# Inter-annotator Agreement v2.0 for INLG 2020

The annotation team formalized our annotation guidelines in July 2020.
We then annotated 10 papers from ACL 2020 according to these new guidelines to get an idea of the degree of inter-annotator agreement;
this gives us a sense of how reliable the new guidelines and our annotations are.
The results were disappointing so we iterated on our guidelines and annotation spreadsheets and did another round of 10 papers.
This document reports on our IAA for these 10 papers.

In this notebook, we import data from our spreadsheets and do a bit of preprocessing so that we can calculate IAA easily using `nltk`.

We calculate [Krippendorff's alpha]() using [MASI distance]() and [Jaccard distance]().
We also include raw pair-wise agreement scores.

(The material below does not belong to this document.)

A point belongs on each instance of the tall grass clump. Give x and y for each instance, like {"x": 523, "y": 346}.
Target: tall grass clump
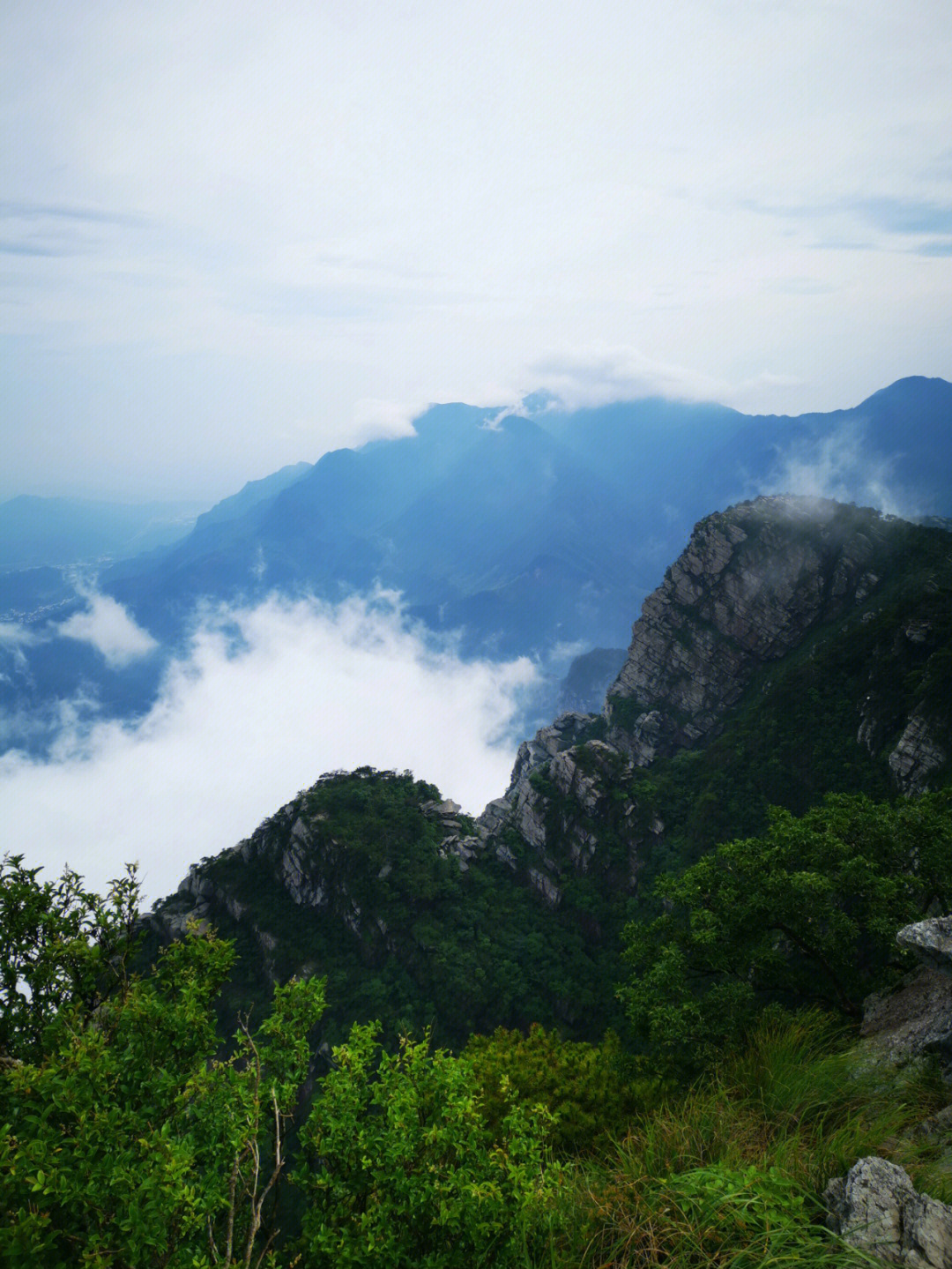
{"x": 729, "y": 1174}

Note that we are not doing any hypothesis testing here, so you will not see any significance scores.
These are strictly descriptive statistics.

## Preliminaries

Our original annotations were collected using [Google Sheets]() so we used `gspread` to interact with Google Sheets, `nltk` to calculate $\alpha$, and `pandas` to manage our data.
These spreadsheets are not public, but the data from them is released in the CSV files in this repo.

In [None]:
import pandas as pd
import re

from nltk.metrics import edit_distance, jaccard_distance

from IPython.display import display
from IPython.core.interactiveshell import InteractiveShell
InteractiveShell.ast_node_interactivity = "all"

import iaa_utilities


# URLs for the actual spreadsheets
urls = ["https://docs.google.com/spreadsheets/d/17SXR1PMFiavwNUgg3q6EDHWuIiuK2jGaFgb8N-EUukA/edit",
        "https://docs.google.com/spreadsheets/d/18FhVQ0h1kRYuoSGF1DVHMyu-Ag3ZHsDS2ppOIf8z3mc/edit",
        "https://docs.google.com/spreadsheets/d/1gRyvyJT-6rnMhPyvSD82JJHAXEaL-7e2IjHkFPV8kX0/edit",
        "https://docs.google.com/spreadsheets/d/1DmnT-4ab4wCh9NczY7IEolussQhYXZu5q7mP72Kv0rY/edit"]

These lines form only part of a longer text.